Thousands join search for survivors of China landslide

An aerial view of rescuers searching for survivors at the site of a landslide in China's Zhejiang province. Only one person has been rescued so far in the disaster which struck last Friday. The death toll stands at 25, with 12 people missing.
An aerial view of rescuers searching for survivors at the site of a landslide in China's Zhejiang province. Only one person has been rescued so far in the disaster which struck last Friday. The death toll stands at 25, with 12 people missing.PHOTO: REUTERS

HANGZHOU • More than 2,000 rescuers are searching for survivors of a landslide in eastern China that has killed at least 25 people, state-run media has reported.

Yesterday, four more bodies were found, bringing the death toll to 25, with 12 others missing.

Only one person has been rescued so far after the landslide hit Lidong village of Yaxi township in Zhejiang province last Friday night. Four bodies are yet to be identified. The township is in Lishui city.

The avalanche of mud and rock, caused by several days of torrential rain, engulfed 27 homes with 38 people inside them, the China News Service said. The landslide also flooded 21 homes, cut off power, damaged electricity circuits and set some houses on fire.

"I saw the house in front of me was ablaze before it was buried by mud. I heard people screaming for help from inside. But I really couldn't get over to them," said a survivor, a 26-year-old man identified only by his surname Li.

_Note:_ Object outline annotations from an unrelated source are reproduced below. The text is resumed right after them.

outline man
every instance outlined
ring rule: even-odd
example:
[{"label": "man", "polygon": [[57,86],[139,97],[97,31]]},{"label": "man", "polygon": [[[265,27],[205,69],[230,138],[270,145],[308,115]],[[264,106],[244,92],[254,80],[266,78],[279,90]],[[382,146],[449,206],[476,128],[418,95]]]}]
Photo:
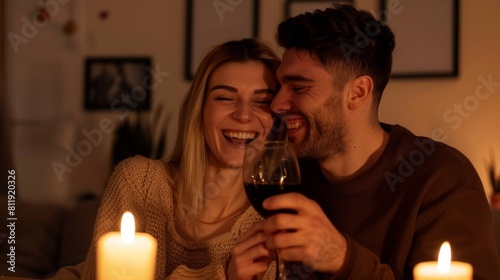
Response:
[{"label": "man", "polygon": [[[295,209],[252,228],[228,275],[262,275],[279,250],[293,279],[412,279],[449,241],[474,279],[500,279],[480,178],[456,149],[381,124],[394,35],[367,12],[336,5],[278,27],[286,49],[271,108],[302,158],[302,194],[273,196]],[[234,270],[232,269],[234,267]]]}]

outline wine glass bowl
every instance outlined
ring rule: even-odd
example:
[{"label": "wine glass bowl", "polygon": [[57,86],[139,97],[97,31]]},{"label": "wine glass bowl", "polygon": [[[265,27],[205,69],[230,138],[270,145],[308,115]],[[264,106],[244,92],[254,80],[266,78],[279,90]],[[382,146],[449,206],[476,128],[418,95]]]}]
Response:
[{"label": "wine glass bowl", "polygon": [[[262,217],[276,213],[296,214],[292,209],[267,210],[262,206],[270,196],[299,190],[300,169],[292,144],[263,141],[248,145],[243,160],[243,184],[248,200]],[[284,268],[276,252],[276,279],[286,279]]]}]

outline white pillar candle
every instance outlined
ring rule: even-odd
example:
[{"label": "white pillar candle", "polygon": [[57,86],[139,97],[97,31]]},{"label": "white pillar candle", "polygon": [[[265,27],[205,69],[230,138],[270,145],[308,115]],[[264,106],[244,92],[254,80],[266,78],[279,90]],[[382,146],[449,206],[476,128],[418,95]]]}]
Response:
[{"label": "white pillar candle", "polygon": [[472,280],[472,265],[451,261],[450,243],[444,242],[438,261],[421,262],[413,269],[415,280]]},{"label": "white pillar candle", "polygon": [[97,279],[154,279],[156,239],[135,232],[134,216],[125,212],[121,232],[108,232],[97,242]]}]

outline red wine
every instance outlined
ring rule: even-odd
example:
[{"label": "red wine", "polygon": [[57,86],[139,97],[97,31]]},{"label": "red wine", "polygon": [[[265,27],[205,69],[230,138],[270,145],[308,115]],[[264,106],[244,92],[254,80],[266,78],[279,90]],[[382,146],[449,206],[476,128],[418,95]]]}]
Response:
[{"label": "red wine", "polygon": [[262,202],[273,195],[298,192],[299,185],[290,184],[251,184],[245,183],[245,192],[247,194],[248,200],[252,203],[252,206],[257,210],[257,212],[264,218],[267,218],[276,213],[291,213],[296,214],[297,212],[291,209],[280,209],[280,210],[266,210],[262,207]]}]

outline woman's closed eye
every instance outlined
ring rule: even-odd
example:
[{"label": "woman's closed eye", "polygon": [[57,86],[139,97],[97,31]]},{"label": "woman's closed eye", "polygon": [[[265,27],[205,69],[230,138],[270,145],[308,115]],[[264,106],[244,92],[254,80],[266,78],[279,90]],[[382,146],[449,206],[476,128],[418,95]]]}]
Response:
[{"label": "woman's closed eye", "polygon": [[215,97],[215,100],[222,102],[231,102],[235,101],[236,99],[234,97],[229,97],[229,96],[217,96]]},{"label": "woman's closed eye", "polygon": [[294,86],[294,87],[292,87],[292,90],[294,92],[297,92],[297,93],[301,93],[303,91],[306,91],[307,89],[308,89],[308,87],[306,87],[306,86]]}]

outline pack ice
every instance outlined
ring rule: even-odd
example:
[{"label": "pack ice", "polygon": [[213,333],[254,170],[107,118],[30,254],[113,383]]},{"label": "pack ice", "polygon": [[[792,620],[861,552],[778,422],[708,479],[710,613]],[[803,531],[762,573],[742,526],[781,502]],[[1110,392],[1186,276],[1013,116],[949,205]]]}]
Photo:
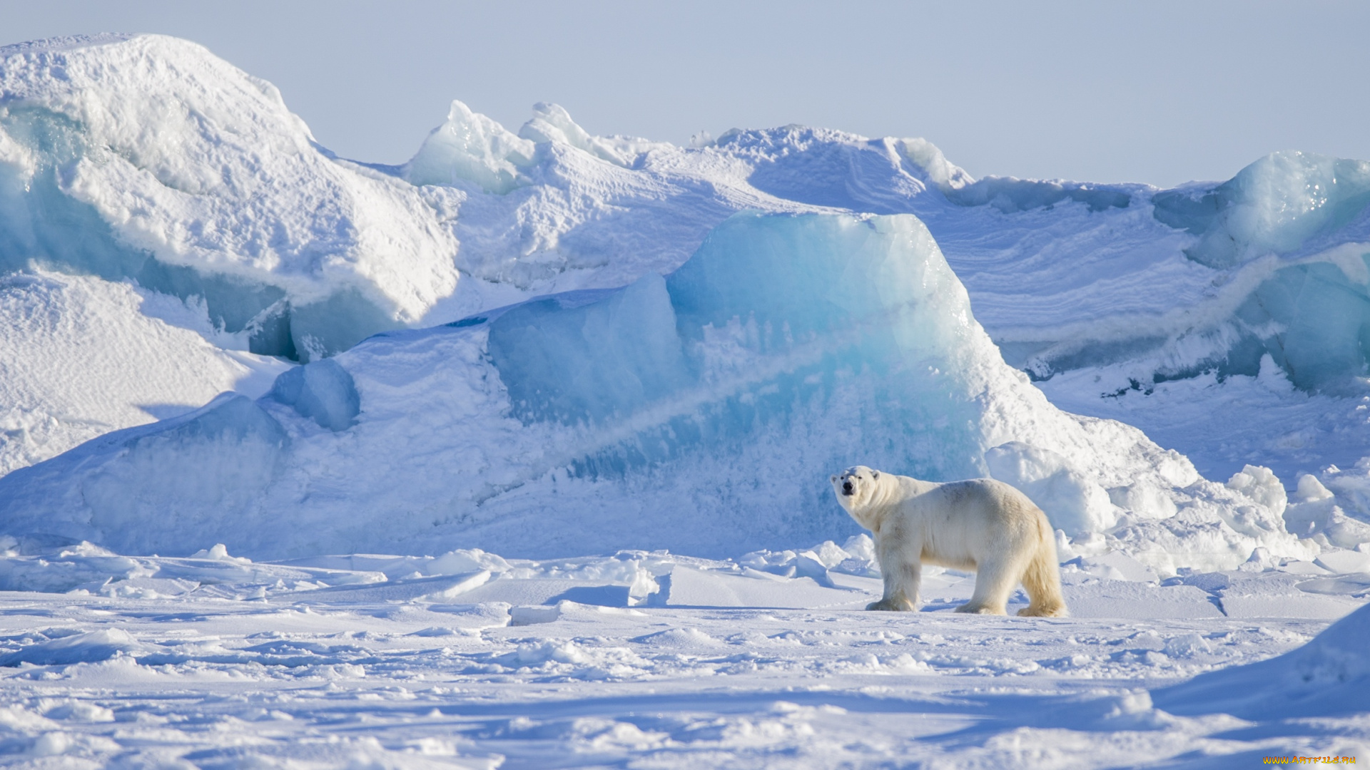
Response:
[{"label": "pack ice", "polygon": [[[549,104],[515,134],[453,103],[410,163],[381,167],[333,156],[269,84],[174,38],[10,47],[0,77],[12,275],[123,286],[144,297],[132,312],[303,364],[264,397],[244,386],[11,473],[15,534],[723,555],[849,534],[821,481],[863,462],[1003,478],[1067,556],[1123,549],[1164,574],[1359,543],[1343,489],[1360,471],[1340,467],[1363,419],[1319,470],[1295,464],[1329,459],[1317,436],[1233,449],[1177,430],[1169,407],[1195,399],[1166,385],[1207,388],[1218,417],[1252,388],[1355,406],[1363,163],[1277,153],[1177,190],[977,181],[923,140],[789,126],[677,148],[593,137]],[[1004,356],[1080,412],[1197,447],[1226,482],[1059,411]],[[81,419],[42,380],[11,414]],[[145,403],[132,385],[107,400]],[[82,408],[108,427],[149,415]],[[12,467],[66,448],[11,422],[30,447]],[[1318,475],[1291,506],[1278,474],[1297,470]]]},{"label": "pack ice", "polygon": [[[0,755],[1365,756],[1367,169],[460,101],[379,166],[188,41],[3,48]],[[852,463],[1021,488],[1073,617],[858,611]]]}]

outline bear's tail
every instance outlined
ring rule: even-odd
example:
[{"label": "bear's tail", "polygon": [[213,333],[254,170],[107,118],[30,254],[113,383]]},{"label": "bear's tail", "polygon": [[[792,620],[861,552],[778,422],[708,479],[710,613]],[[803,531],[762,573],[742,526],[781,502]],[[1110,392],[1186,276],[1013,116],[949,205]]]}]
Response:
[{"label": "bear's tail", "polygon": [[1028,563],[1023,573],[1023,589],[1028,591],[1028,606],[1018,611],[1019,615],[1033,615],[1038,618],[1064,618],[1070,614],[1066,610],[1066,597],[1060,593],[1060,564],[1056,563],[1056,540],[1052,537],[1051,525],[1041,515],[1038,529],[1041,538],[1037,552]]}]

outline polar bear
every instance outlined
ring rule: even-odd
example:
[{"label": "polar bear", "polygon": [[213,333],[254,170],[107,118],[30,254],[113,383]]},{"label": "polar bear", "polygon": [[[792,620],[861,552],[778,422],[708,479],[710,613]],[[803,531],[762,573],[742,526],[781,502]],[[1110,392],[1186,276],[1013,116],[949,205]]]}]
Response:
[{"label": "polar bear", "polygon": [[833,475],[837,501],[875,536],[885,595],[867,610],[910,611],[922,564],[975,570],[975,592],[958,612],[1003,615],[1019,581],[1019,615],[1062,618],[1056,541],[1041,508],[992,478],[934,484],[855,466]]}]

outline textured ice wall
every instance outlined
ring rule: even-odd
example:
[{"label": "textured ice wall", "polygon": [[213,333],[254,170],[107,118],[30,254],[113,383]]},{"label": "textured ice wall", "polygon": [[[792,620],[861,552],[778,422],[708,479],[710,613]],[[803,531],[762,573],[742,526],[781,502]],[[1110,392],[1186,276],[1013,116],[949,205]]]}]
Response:
[{"label": "textured ice wall", "polygon": [[334,160],[275,86],[193,42],[0,49],[0,271],[37,260],[199,296],[253,352],[310,360],[452,293],[438,208]]},{"label": "textured ice wall", "polygon": [[129,554],[736,554],[855,533],[834,470],[952,480],[986,452],[1080,548],[1302,554],[1262,480],[1048,404],[912,216],[741,214],[666,278],[382,334],[16,471],[0,521]]}]

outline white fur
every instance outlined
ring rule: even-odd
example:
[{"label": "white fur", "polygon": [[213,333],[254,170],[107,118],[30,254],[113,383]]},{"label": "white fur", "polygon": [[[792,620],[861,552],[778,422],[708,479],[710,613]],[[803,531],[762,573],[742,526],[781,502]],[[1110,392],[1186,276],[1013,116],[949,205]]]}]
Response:
[{"label": "white fur", "polygon": [[1003,615],[1022,582],[1030,603],[1019,615],[1066,615],[1051,525],[1012,486],[992,478],[934,484],[866,466],[832,482],[843,508],[875,536],[885,595],[867,610],[912,610],[926,563],[975,570],[975,593],[958,612]]}]

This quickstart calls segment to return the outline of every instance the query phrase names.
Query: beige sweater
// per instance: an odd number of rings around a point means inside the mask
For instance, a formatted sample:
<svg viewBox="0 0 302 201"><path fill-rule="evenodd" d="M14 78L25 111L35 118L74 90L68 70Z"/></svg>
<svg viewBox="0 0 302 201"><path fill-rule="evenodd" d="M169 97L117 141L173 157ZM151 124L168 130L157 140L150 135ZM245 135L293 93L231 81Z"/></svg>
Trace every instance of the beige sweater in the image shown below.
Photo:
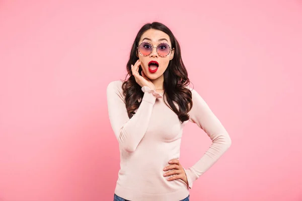
<svg viewBox="0 0 302 201"><path fill-rule="evenodd" d="M145 86L141 87L144 92L141 103L129 119L122 83L121 80L113 81L107 88L109 119L120 153L120 169L115 193L132 201L184 199L189 194L193 182L230 147L230 136L204 99L188 86L193 98L189 120L182 124L165 104L163 94ZM183 129L189 121L203 129L212 143L194 165L184 168L189 183L187 185L181 179L168 181L170 176L163 174L171 159L179 159Z"/></svg>

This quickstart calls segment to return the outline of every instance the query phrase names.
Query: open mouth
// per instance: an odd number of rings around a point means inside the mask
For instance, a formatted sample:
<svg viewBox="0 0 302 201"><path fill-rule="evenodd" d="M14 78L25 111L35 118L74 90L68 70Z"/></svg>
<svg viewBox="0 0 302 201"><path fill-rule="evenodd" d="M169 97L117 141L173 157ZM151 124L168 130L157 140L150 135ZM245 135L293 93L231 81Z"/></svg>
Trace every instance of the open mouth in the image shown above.
<svg viewBox="0 0 302 201"><path fill-rule="evenodd" d="M159 63L156 61L150 61L148 63L149 68L152 70L155 70L159 67Z"/></svg>

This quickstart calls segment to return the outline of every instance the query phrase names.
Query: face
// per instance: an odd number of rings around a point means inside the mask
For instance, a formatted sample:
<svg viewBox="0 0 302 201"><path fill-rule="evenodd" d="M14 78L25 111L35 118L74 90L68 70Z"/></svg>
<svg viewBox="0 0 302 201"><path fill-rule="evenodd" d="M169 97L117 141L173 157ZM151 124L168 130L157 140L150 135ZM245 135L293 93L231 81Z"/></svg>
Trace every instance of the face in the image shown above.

The city government said in a press release that more than 2,300 rescuers, along with seven sniffer dogs, over 60 large machines and 50 aid vehicles have been mobilised for rescue operations.

About 200 people from 10 professional civil rescue teams have also rushed to the site from both Lishui and neighbouring cities to help.

Photos posted on Sina Weibo, a Chinese version of Twitter, showed rescue teams working through the night trying to pull people out.

But efforts were hampered by rain yesterday, which is expected to continue throughout the week.

The local meteorological department has forecast more rain for several days, warning of further hazards for the rescuers and a risk of further landslides, as well as crop damage.

Mr Mao Zirong, Lishui's standing deputy mayor, said the large amount of mud has formed a small barrier lake at the site, hampering rescue efforts.

Manual digging often replaces machine excavation as the search for survivors is still the priority, he explained.

Mr Yang Xiuqing, head of Liandu district, said a team of psychologists has been providing help to family members of the victims.

The local government has dispatched 52 teams comprising more than 620 people to investigate the site in case of any further disasters.

Staff with the Ministry of Land and Resources have also been dispatched from the capital Beijing to carry out inspections in the neighbouring mountain areas and prepare to organise evacuations.

More than 300 villagers have been relocated, and more than 400 volunteers are providing services at a resettlement camp.